Su QuestoTrentino è uscito un bell’estratto dell’introduzione di Umberto Curi al volume collettaneo Il volto della Gorgone. La morte e i suoi significati [Mondadori, Milano, 2001].
Secondo il mito, Zeus, appena assurto al trono degli dèi, disprezzò il genere umano, che avrebbe voluto distruggere sostituendolo con una nuova razza. Solo Prometeo, stirpe divina, osò ribellarsi e per evitare agli uomini lo sterminio portò loro il dono del fuoco.

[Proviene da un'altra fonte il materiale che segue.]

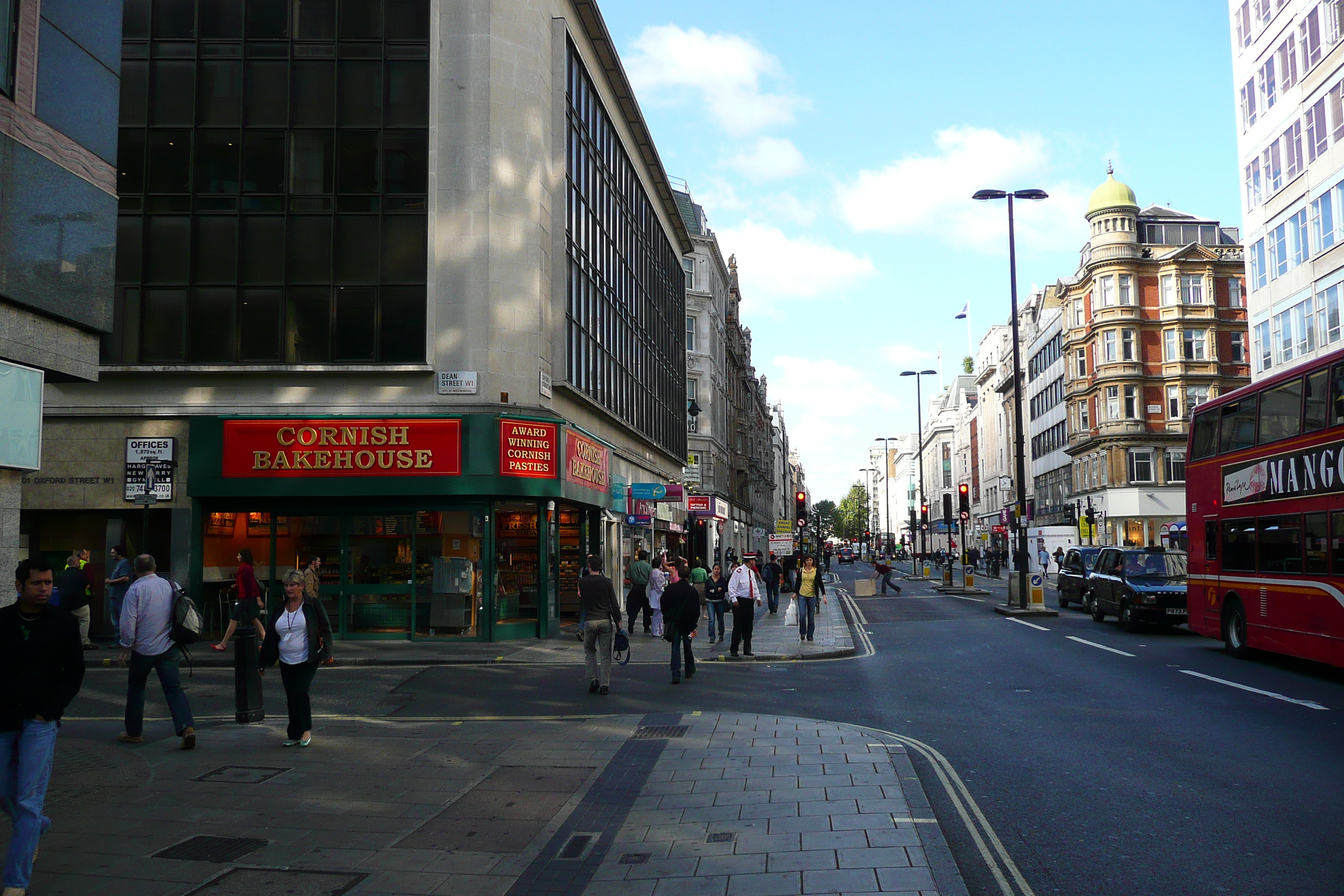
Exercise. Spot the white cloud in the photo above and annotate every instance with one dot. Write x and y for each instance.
(932, 194)
(773, 267)
(771, 159)
(726, 70)
(831, 412)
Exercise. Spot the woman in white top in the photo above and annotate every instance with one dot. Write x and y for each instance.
(299, 639)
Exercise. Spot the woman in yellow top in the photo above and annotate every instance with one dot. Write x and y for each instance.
(809, 588)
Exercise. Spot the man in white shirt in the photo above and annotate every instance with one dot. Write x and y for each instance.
(745, 590)
(147, 644)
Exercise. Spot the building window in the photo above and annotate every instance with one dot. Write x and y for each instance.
(635, 371)
(1168, 289)
(1191, 289)
(1195, 349)
(1175, 467)
(1140, 465)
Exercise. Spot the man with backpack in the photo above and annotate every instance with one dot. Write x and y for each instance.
(147, 641)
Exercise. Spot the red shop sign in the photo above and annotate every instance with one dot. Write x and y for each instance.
(529, 449)
(342, 448)
(585, 461)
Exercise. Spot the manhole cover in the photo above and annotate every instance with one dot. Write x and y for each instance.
(654, 733)
(242, 774)
(277, 882)
(205, 848)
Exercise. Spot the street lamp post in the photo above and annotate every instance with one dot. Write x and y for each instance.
(924, 499)
(1035, 195)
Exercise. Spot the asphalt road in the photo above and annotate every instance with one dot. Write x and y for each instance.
(1102, 773)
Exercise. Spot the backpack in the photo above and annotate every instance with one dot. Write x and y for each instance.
(186, 619)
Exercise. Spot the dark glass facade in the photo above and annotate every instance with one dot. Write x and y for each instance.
(272, 176)
(626, 293)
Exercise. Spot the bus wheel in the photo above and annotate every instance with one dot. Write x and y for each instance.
(1234, 631)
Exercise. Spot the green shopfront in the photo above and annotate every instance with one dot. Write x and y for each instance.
(468, 526)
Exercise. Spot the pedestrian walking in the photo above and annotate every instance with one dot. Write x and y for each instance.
(42, 668)
(145, 628)
(883, 571)
(637, 601)
(73, 585)
(299, 637)
(680, 616)
(809, 588)
(658, 585)
(745, 596)
(717, 601)
(600, 612)
(250, 602)
(771, 574)
(117, 583)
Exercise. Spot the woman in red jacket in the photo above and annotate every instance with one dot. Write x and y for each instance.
(250, 602)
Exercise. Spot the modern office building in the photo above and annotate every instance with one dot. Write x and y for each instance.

Insegnò inoltre a lavorare la terra, a raccogliere i prodotti, ad avere la meglio sulle fiere, a domare le bestie selvatiche, a costruire case, a solcare i mari e a inventare ogni espediente utile alla sopravvivenza. Certo fu questa la spiegazione che gli uomini si dettero quando ebbero la consapevolezza della loro condizione rispetto a quella degli altri animali, che non costruivano attrezzi e vivevano ‘naturalmente’.
Nello stesso tempo gli uomini si accorsero che vi era un limite invalicabile qualunque cosa facessero: la morte, di cui erano consapevoli a differenza degli altri animali.
Reso “pantoporos” (in grado di trovare ogni soluzione) dal possesso della techne, a lui regalata dal gesto sacrilego di Prometeo, a nulla serve all’uomo la capacità di escogitare strumenti e artifici di fronte all’ineluttabile morte. Irrimediabilmente “aporos” resta l’uomo in presenza dell’Ade (Curi, pag. 9), perché la vista della Gorgone lo paralizza.